Scientists found the world’s fourth most abundant mineral in diamond

Earth’s oceanic crust, world's fourth most abundant mineral, calcium silicate perovskite, University of Alberta

Scientists discovered a sample of perovskite, the world's fourth most abundant mineral, locked in a diamond unearthed from the Cullinan Mine in South Africa. Diamonds from the mine have high scientific value because they offer insights into the deepest parts of Earth’s core. (Photo: Petra Diamonds)
Scientists discovered a sample of perovskite, the world's fourth most abundant mineral, locked in a diamond unearthed from the Cullinan Mine in South Africa. Diamonds from the mine have high scientific value because they offer insights into the deepest parts of Earth’s core. (Photo: Petra Diamonds)

For the first time ever, scientists at the University of Alberta have discovered Earth’s fourth most abundant mineral—calcium silicate perovskite, at Earth’s surface.

Scientists found the calcium silicate perovskite within a diamond mined from less than one kilometer beneath the Earth’s crust, at South Africa’s famous Cullinan Mine, best known as the source of two of the largest diamonds in the British Crown Jewels.

Those diamonds are not only commercially valuable but also the most scientifically valuable to highlight and provide deep insight on the deepest parts of Earth’s core.

Graham Pearson, a professor in the University of Alberta’s Department of Earth and Atmospheric Sciences said, “Nobody has ever managed to keep this mineral stable at the Earth’s surface. The mineral is found deep in Earth’s mantle, at 700 kilometers.”

“The only possible way of preserving this mineral at the Earth’s surface is when it’s trapped in an unyielding container like a diamond. Based on our findings, there could be as much as zettatonnes (1021) of this perovskite in deep Earth.”
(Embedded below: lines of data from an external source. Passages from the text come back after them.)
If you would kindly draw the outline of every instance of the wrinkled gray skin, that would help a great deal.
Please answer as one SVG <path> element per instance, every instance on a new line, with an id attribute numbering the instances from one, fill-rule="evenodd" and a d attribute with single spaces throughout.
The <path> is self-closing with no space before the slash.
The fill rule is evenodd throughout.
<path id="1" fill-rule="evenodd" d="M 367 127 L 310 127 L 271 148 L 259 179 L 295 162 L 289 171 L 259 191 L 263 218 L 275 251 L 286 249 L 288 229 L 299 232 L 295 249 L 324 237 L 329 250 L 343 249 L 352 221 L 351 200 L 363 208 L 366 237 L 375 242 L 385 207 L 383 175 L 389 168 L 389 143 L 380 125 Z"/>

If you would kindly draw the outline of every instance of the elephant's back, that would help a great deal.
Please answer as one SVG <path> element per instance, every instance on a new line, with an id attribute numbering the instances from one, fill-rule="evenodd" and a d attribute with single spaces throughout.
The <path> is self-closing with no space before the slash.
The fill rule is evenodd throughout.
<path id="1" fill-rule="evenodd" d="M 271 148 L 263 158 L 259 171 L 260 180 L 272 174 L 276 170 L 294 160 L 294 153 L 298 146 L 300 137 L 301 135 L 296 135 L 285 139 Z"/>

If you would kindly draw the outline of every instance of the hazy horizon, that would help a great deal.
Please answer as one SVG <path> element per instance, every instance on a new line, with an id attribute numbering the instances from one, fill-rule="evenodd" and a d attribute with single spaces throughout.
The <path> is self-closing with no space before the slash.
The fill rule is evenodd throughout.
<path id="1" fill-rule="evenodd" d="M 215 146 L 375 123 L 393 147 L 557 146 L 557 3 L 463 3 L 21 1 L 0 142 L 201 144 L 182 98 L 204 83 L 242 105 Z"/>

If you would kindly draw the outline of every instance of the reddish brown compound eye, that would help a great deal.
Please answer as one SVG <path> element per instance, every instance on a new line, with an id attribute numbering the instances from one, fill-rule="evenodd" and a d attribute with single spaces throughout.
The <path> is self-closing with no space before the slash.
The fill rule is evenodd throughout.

“The particular diamond in question would have sustained more than 24 billion pascals of pressure, equivalent to 240,000 atmospheres. The diamond originated roughly 700 kilometers below Earth’s surface, whereas most diamonds are formed at depths of 150 to 200 kilometers.”

“Diamonds are really unique ways of seeing what’s on the Earth. And the specific composition of the perovskite inclusion in this particular diamond very clearly indicates the recycling of oceanic crust into Earth’s lower mantle. It provides fundamental proof of what happens to the fate of oceanic plates as they descend into the depths of the Earth.”

He said the discovery once again highlights the uniqueness of diamonds being able to preserve things we otherwise would never be able to see.

The diamond discovered in a mine in South Africa contained perovskite, which meant it originated more than 700 km beneath Earth's surface. (Images courtesy Petra Diamonds)
The diamond discovered in a mine in South Africa contained perovskite, which meant it originated more than 700 km beneath Earth’s surface. (Images courtesy Petra Diamonds)

“And it’s a nice illustration of how science works. That you build on theoretical predictions—in this case, from seismology—and that once in a while you’re able to make a clinching observation that really proves that the theory works.”

A standout amongst other known precious stone specialists on the planet, Pearson was additionally behind the major 2014 revelation of ringwoodite—Earth’s fifth most plenteous mineral—in a jewel that indicated a tremendous supply of water bound to silicate shakes in Earth’s mantle.

The study, “CaSiO3 Perovskite in Diamond Indicates the Recycling of Oceanic Crust Into the Lower Mantle,” will be published in the March 8 issue of Nature.